Add Astral Ltd For Target Rs. 1,964 - ICICI Securities
Embedded optionality offers valuation comfort
While we downgrade Astral Ltd (ASTRA) to ADD from Buy on the recent surge in stock price, we remain highly optimistic on the growth prospects of the company over the next 3-5 years. Besides the inherent growth prospects of both its pipes and adhesive divisions (capable of delivering 15-20% revenue CAGR over next 5 years), the business model has embedded optionality which provides healthy comfort to otherwise seeming expensive valuations. These include - 1) huge cash on books (to exceed Rs10bn by FY23) which would likely open up substantial organic/inorganic growth opportunities, 2) low market share in pipes (7.5%) and adhesives (3%) to drive substantial scalability over the next 5 years, 3) recently launched DWC pipes and tanks to drive sound revenue visibility, 4) East India plant (to come on stream by Oct’21) to open up massive opportunity in the region where the leading player Supreme Industries (SI) was almost 10x the size of ASTRA in FY21, and 5) new product launches in pipes & adhesives to contribute meaningfully over the next 3-5 years. Q4FY21 earnings key highlights: A) Industry leading volume growth of ~26% YoY in pipes, b) adhesive revenue growth at 73% YoY, and c) all-time high EBITDA margins in both business segments despite cost inflation.
Valuation and outlook:
Considering the robust growth outlook and the expected improvement in margins in both pipe and adhesive businesses, we increase our revenue and PAT estimates by 3.3%/3.1% and 8.4%/7.3%, respectively, for FY22E/FY23E. We expect ASTRA to report overall revenue/PAT CAGRs of 24.9%/33.2%, respectively, over FY21-FY23E. With the recent surge in stock price, we downgrade it to ADD (from Buy) with a revised target price of Rs1,964 (earlier: Rs1,665), implying a P/E multiple of 55x FY23E earnings. Key risks: 1) Sharp decline in PVC prices and 2) lower than expected pick-up in adhesive business.

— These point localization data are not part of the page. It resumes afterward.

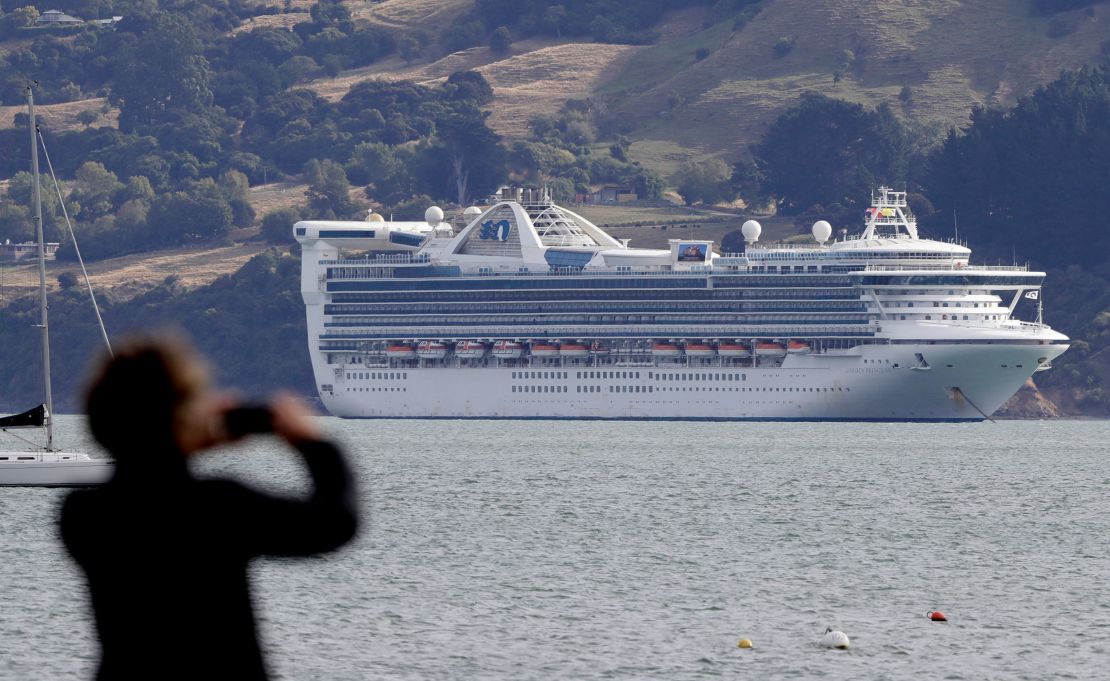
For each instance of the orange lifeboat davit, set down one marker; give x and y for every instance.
(574, 349)
(545, 349)
(797, 347)
(431, 349)
(770, 349)
(507, 349)
(400, 351)
(699, 349)
(470, 349)
(665, 349)
(734, 349)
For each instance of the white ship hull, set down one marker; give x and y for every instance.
(885, 326)
(878, 383)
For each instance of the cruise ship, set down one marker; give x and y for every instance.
(526, 309)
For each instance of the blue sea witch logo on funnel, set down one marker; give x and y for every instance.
(693, 253)
(495, 231)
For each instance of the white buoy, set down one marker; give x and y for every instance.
(821, 231)
(835, 639)
(433, 215)
(752, 230)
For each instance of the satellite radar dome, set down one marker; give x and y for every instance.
(433, 215)
(821, 231)
(752, 231)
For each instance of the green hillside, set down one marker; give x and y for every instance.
(200, 130)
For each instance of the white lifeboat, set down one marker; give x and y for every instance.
(797, 347)
(431, 349)
(400, 351)
(665, 349)
(770, 349)
(507, 349)
(545, 349)
(734, 349)
(470, 349)
(699, 349)
(574, 349)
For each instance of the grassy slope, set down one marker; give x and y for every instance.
(952, 54)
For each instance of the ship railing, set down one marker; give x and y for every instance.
(393, 258)
(1028, 326)
(780, 333)
(948, 267)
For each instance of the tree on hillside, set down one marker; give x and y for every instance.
(163, 71)
(329, 191)
(501, 40)
(1021, 178)
(472, 152)
(825, 151)
(704, 181)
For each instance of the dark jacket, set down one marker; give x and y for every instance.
(165, 556)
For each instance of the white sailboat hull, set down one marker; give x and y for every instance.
(52, 469)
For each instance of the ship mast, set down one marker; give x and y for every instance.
(42, 272)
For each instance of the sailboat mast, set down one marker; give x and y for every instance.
(42, 272)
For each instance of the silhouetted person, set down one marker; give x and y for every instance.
(165, 554)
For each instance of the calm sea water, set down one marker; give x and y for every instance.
(597, 550)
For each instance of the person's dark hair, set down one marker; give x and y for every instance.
(133, 397)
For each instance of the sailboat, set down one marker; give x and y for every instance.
(44, 466)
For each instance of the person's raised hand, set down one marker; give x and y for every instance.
(292, 418)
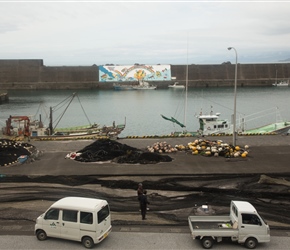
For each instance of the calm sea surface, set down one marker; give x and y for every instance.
(142, 109)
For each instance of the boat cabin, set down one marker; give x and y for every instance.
(211, 124)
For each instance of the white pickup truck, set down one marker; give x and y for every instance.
(244, 225)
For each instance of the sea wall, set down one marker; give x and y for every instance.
(33, 74)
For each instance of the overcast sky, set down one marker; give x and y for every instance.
(150, 32)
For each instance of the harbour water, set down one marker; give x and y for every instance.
(141, 110)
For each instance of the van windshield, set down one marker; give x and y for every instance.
(52, 214)
(103, 213)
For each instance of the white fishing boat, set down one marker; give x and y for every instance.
(281, 84)
(144, 86)
(176, 85)
(212, 124)
(28, 126)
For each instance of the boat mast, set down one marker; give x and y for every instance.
(186, 84)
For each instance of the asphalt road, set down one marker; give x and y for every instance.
(133, 240)
(268, 154)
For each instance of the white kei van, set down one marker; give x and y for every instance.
(76, 218)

Pipe business reports industry leading 25.8% volume growth:
ASTRA reported 25.8% YoY industry leading volume growth in its piping segment led by robust growth in CPVC piping segment and market share gains. Standalone EBITDA margin at 23.5% (I-Sec: 20.5%), up 60bps QoQ, was led by inventory gains of Rs300mn, operating leverage and superior product mix. With robust growth outlook (Apr’21 witnessing 154% YoY revenue growth) amid likely industry consolidation, possible new product launches and expected improvement in margins led by better mix and decentralisation, we estimate ASTRA’s standalone revenue/PBT to grow at 22%/27.2% CAGRs, respectively, over FY21-FY23E.

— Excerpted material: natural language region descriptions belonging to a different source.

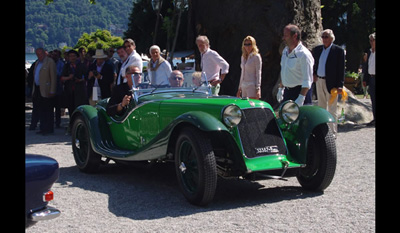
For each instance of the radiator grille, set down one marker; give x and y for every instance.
(260, 134)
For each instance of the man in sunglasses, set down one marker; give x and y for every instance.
(296, 68)
(176, 79)
(328, 73)
(122, 94)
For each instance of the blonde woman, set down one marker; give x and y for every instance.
(250, 78)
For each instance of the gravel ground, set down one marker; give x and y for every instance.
(148, 200)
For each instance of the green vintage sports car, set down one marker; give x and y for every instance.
(208, 136)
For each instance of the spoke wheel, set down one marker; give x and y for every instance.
(321, 160)
(195, 166)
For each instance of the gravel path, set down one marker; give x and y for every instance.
(148, 200)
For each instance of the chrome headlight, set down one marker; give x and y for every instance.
(232, 115)
(289, 111)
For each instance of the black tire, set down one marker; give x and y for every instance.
(86, 159)
(321, 160)
(195, 166)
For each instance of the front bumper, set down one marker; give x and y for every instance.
(45, 214)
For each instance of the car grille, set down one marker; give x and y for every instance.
(260, 134)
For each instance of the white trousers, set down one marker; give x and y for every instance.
(324, 96)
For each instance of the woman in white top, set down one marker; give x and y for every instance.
(158, 68)
(250, 78)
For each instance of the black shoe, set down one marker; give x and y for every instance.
(44, 133)
(372, 123)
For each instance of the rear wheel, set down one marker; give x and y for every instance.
(321, 160)
(195, 166)
(85, 158)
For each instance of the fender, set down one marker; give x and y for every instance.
(297, 133)
(99, 138)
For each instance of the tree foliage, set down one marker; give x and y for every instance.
(351, 21)
(142, 21)
(66, 20)
(100, 39)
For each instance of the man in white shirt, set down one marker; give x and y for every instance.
(133, 59)
(158, 68)
(296, 68)
(212, 63)
(329, 74)
(369, 75)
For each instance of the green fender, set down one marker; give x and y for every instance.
(90, 115)
(202, 121)
(297, 133)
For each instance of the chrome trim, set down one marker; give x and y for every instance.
(45, 214)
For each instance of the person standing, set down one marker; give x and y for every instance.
(73, 78)
(296, 68)
(100, 78)
(212, 64)
(122, 95)
(44, 90)
(369, 75)
(132, 59)
(328, 73)
(158, 68)
(250, 78)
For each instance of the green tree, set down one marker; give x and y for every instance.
(351, 21)
(98, 39)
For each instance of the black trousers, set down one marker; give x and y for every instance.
(45, 111)
(371, 92)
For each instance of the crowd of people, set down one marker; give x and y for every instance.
(80, 79)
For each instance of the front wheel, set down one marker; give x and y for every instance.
(85, 158)
(195, 166)
(321, 160)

Adhesive business revenue grew 73% YoY; robust outlook ahead:
Adhesive business reported an impressive 73% YoY growth in revenues on the back of new product launches, sharp demand recovery and considerable pick-up in construction activity pan-India. EBIDTA margin surprised at 17.7%, up 140bps QoQ (despite input cost cost inflation), largely driven by operating leverage and price hikes. With growth recovery expected to sustain, we expect adhesive business to register revenue and PBT CAGRs of 30.5% and 44.3%, respectively, over FY21-FY23E.